Between September 2006 and October 2010, 149 patients were treated with either azacitidine or decitabine for MDS defined by the WHO classification and chronic myelomonocytic leukemia (CMML) in 3 Korean institutes. The new prognostic model included age (> 65 years, 2 score points), comorbidity assessed by ACE-27 (mild/moderate, 1 point; severe, 3 points), and IPSS (intermediate-2, 2 points; high, 3 points). Patients were divided into one of 3 risk groups: low (score 0–1), intermediate (scores 2–4), and high (scored 5–8). Risk group by the new prognostic model could not be assigned in 10 patients, thus a total of 139 patients were included in this analysis. Azacitidine 75 mg/m²/day was administered as a subcutaneous injection for 7 consecutive days (n=68) and decitabine 20 mg/m²/day as a 1-hour intravenous infusion for 5 consecutive days (n=71). Both agents were repeated every 4 weeks. Clinico-patholoical data including comorbidities were collected at time of hypomethylating therapy. Treatment response was evaluated using modified International Working Group response criteria.

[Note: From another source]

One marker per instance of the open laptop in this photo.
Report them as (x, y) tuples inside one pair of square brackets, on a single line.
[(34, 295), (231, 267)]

Median age was 61 years (range, 23–83); 47 patients were over 65 years old. Overall comorbidity score assessed by ACE-27 was as follows: none (n=65), mild (n=53), moderate (n=15), and severe (n=6). IPSS risk category was low/intermediate-1 in 72, intermediate-2 in 55, and high in 12. Risk group measured by the prognostic model was low in 42 (30.2%), intermediate in 79 (56.8%), and high in 18 (12.9%). Hypomethylating therapy induced hematologic responses (CR/PR/mCR) in 28 patients (20.1%) and rate for overall responses (CR/CR/mCR/HI) was 57.6% (80/139). The treatment responses were not significantly different between 3 risk groups. At a median follow-up time of 27.0 months (range, 3.3–55.5) among surviving patients, 70 patients died and overall survival (OS) probability was 49.5% at 2 years; median OS was 24.1 months (95% CI, 11.7–36.5). OS was significantly different according to the presence of comorbidities (OS at 2 years, none vs. mild/moderate vs. severe, 63.4% vs. 37.5% vs. 33.3%, P=0.006) or risk groups by the prognostic model (OS at 2 years, low vs. intermediate vs. high, 71.1% vs. 46.1% vs. 18.5%, P<0.001). The survival differences by the prognostic model were maintained after adjustment for other variables (low vs. intermediate, HR, 2.810, 95% CI, 1.444–5.468, P=0.002; low vs. high, HR, 6.037, 95% CI, 2.708–13.459, P<0.001).

The new prognostic model including comorbidities assessed by ACE-27 was useful to predict overall survival in patients with MDS receiving azacitidine or decitabine, although the model could not predict response to the hypomethylating agents.

No relevant conflicts of interest to declare.